Amended proxy statements often address the question of the peer group chosen by the proxy advisor (particularly when it leads to a negative recommendation). I don’t think this means the companies or consultants are “off”. Companies in multiple lines of business or who compete for talent in a broader labor market often have a more diverse set of peer firms.
 Is stock performance the only yardstick in the assessment of executive in the speaker’s paper? There are so many factors impacting on stock performance, but why the executives are the only beneficiaries from stock performance not other employees?
In our paper, we measure firm performance as both stock performance and accounting performance.
 What 1-2 questions would you encourage an institutional investor ask management to assess whether the ESG metrics they’ve tied to comp are strategically relevant or if they’re more of a box-checking exercise?
The “box checking” would be like a greenwashing view — that the metrics are being added because firms want to give the appearance of trying to create ESG incentives. The questions I would ask are “why are you including them?” and “how are you measuring whether metrics are met?” The latter question in particular could provide insight into whether the metrics are sufficiently motivating.
Professor Mary Ellen Carter studies the effects of financial reporting and regulation on incentives and executive compensation. Recent research includes gender pay gaps, labor market pressures on compensation and the influence of compensation consultants on CEO pay. She has published in top academic journals including Journal of Accounting and Economics, Journal of Accounting Research, The Accounting Review, Review of Accounting Studies, and Journal of Financial Economics.

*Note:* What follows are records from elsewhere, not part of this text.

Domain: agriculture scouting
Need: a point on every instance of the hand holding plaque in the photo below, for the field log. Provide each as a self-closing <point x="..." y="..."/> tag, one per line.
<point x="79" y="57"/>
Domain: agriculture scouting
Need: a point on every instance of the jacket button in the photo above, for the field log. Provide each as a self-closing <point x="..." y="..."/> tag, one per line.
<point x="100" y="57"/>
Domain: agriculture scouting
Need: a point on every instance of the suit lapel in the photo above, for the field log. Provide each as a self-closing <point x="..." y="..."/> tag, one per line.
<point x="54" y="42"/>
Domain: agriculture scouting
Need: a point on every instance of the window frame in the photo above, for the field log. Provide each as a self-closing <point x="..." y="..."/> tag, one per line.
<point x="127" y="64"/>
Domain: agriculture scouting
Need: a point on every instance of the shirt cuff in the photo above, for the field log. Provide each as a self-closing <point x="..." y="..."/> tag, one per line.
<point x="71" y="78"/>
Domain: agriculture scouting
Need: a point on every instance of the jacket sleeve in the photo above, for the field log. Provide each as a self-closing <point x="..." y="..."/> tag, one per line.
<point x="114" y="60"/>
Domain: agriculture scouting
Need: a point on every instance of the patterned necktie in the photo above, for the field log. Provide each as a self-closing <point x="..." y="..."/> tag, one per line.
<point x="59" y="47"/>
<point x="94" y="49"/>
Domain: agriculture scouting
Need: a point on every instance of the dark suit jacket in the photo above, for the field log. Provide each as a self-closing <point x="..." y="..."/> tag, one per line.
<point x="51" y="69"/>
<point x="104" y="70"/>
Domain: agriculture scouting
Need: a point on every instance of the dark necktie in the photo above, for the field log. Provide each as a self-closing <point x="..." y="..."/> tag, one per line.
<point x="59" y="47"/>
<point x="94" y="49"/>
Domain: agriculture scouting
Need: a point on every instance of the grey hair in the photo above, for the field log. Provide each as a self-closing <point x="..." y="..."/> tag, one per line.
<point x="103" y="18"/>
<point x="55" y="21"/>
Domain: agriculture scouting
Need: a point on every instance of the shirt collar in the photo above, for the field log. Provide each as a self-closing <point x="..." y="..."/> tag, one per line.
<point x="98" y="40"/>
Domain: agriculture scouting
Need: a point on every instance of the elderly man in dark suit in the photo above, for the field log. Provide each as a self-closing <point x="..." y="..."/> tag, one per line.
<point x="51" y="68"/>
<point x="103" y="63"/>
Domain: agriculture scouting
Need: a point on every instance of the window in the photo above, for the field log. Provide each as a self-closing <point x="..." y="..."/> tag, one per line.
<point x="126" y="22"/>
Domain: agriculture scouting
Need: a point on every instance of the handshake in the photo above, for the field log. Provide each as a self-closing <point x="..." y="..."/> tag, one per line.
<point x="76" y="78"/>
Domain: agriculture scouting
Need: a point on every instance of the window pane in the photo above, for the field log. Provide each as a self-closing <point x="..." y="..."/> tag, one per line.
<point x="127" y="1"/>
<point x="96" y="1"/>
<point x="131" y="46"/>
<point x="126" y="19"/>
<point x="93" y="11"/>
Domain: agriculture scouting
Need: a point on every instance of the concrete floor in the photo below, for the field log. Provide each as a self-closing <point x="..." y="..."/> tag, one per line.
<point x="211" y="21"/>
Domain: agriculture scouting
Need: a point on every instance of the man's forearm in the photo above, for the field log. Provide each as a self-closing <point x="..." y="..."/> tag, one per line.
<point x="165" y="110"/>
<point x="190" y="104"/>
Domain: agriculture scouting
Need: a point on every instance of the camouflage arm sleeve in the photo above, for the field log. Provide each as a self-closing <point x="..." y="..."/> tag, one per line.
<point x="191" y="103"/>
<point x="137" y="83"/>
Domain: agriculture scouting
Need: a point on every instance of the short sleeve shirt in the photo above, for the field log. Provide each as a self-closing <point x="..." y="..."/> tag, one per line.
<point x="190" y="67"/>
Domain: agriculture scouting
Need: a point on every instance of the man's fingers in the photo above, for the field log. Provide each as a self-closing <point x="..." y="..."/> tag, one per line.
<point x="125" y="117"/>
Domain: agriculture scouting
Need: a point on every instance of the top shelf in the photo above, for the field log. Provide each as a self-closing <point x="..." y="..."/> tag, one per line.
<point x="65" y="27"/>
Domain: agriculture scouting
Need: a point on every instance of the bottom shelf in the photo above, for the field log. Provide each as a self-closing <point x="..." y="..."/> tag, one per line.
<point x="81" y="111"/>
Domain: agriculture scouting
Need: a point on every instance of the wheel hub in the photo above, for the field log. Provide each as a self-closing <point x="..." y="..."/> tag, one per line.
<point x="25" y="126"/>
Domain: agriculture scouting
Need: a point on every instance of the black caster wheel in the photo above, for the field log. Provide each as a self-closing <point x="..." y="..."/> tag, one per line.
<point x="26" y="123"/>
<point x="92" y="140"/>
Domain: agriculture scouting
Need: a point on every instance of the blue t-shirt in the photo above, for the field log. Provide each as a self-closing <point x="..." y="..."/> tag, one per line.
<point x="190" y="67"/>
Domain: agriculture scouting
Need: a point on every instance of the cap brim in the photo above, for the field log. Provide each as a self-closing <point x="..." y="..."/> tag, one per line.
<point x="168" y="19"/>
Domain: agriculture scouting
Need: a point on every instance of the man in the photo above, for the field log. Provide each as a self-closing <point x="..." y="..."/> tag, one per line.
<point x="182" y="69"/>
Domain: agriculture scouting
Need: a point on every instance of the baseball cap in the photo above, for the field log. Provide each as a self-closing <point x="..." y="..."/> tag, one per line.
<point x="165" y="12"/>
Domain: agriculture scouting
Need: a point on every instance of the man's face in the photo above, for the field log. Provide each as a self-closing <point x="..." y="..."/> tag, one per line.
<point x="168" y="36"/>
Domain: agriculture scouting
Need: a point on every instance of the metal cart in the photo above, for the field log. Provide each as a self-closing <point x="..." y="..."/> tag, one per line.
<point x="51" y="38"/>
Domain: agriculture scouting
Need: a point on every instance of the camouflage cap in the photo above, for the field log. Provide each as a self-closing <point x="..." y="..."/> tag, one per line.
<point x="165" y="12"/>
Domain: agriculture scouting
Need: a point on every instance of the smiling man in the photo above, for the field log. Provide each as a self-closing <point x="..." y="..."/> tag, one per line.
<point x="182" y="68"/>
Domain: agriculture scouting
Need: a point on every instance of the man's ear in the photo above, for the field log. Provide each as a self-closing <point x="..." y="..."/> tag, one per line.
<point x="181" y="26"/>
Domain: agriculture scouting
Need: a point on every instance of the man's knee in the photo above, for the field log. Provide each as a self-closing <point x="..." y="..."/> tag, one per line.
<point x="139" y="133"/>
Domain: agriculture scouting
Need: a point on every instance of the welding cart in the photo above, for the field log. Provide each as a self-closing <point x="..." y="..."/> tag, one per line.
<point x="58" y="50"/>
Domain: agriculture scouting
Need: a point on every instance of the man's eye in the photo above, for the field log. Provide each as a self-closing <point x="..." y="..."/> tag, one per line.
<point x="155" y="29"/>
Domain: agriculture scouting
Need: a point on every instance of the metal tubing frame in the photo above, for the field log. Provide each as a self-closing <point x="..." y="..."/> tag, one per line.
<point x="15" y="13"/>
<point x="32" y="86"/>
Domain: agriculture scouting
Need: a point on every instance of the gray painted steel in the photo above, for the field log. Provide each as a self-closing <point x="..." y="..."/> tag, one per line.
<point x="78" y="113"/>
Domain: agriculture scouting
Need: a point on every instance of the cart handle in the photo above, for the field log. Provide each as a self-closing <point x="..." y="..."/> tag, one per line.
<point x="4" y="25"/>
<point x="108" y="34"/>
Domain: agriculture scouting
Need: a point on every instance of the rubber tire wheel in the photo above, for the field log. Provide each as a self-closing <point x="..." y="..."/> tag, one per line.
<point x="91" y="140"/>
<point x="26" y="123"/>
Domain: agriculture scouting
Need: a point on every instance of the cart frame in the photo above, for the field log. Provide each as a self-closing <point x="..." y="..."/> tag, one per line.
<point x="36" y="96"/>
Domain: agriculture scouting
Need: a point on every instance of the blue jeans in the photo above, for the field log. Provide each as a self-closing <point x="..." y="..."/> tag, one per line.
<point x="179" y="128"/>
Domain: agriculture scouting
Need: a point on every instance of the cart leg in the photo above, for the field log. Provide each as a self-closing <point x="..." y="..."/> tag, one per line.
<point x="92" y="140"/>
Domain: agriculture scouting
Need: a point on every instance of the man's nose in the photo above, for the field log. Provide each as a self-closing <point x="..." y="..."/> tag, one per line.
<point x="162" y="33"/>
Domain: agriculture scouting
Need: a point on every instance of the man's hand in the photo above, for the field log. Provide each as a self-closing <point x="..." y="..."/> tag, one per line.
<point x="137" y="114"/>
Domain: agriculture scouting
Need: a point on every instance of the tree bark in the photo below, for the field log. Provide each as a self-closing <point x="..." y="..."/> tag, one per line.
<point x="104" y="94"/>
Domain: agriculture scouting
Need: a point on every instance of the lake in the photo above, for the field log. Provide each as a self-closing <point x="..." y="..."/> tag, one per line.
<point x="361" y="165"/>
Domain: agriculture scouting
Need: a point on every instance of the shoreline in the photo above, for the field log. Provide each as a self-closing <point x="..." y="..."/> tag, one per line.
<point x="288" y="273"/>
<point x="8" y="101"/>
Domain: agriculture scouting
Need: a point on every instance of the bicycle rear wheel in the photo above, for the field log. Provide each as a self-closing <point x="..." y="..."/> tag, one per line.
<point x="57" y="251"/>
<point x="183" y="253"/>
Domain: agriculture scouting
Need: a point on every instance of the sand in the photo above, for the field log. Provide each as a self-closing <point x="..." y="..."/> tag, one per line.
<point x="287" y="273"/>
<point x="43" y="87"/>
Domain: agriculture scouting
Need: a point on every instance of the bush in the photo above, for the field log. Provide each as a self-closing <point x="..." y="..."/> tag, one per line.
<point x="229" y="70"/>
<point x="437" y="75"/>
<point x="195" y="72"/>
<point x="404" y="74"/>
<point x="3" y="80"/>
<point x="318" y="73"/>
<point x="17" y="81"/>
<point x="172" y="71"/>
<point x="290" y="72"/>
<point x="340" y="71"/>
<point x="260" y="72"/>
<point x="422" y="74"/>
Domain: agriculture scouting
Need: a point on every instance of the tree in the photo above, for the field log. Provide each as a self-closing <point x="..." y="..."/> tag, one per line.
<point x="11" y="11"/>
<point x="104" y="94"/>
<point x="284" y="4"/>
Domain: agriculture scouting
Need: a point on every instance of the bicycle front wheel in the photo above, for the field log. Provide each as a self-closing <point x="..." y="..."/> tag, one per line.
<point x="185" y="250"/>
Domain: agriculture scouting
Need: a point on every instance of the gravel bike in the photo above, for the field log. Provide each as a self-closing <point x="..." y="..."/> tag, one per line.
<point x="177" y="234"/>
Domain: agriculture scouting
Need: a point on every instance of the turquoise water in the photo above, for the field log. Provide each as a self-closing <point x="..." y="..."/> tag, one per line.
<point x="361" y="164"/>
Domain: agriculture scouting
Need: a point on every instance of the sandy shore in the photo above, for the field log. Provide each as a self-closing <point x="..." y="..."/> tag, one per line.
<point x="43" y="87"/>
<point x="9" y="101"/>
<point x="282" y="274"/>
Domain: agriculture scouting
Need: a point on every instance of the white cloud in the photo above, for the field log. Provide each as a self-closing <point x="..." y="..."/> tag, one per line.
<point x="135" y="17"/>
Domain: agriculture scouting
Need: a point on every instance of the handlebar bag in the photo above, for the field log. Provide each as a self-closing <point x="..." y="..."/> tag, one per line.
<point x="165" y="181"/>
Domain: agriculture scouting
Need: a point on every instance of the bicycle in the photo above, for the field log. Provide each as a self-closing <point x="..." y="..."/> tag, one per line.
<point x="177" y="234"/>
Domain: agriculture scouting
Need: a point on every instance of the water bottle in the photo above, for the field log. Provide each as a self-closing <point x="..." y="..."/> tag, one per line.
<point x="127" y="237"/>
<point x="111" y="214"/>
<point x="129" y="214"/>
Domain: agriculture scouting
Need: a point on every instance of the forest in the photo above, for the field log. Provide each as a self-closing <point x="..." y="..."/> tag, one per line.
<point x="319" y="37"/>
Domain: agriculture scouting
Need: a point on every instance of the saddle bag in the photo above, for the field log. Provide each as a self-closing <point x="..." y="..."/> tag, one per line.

In addition, she has been featured in Forbes and the Financial Times, as well as other business media. She is currently an editor at the Journal of Management Accounting Research and associate editor at Management Science.
She has a bachelor’s degree in accounting from Babson College, an MBA from Boston College, and a Ph.D. from the Sloan School of Management at MIT. Before joining the faculty at Boston College, she was an assistant professor at the Columbia Business School of Columbia University and at The Wharton School of the University of Pennsylvania. She is a CPA and, prior to her academic career, she worked for Coopers & Lybrand in Boston as a senior associate on the audit staff.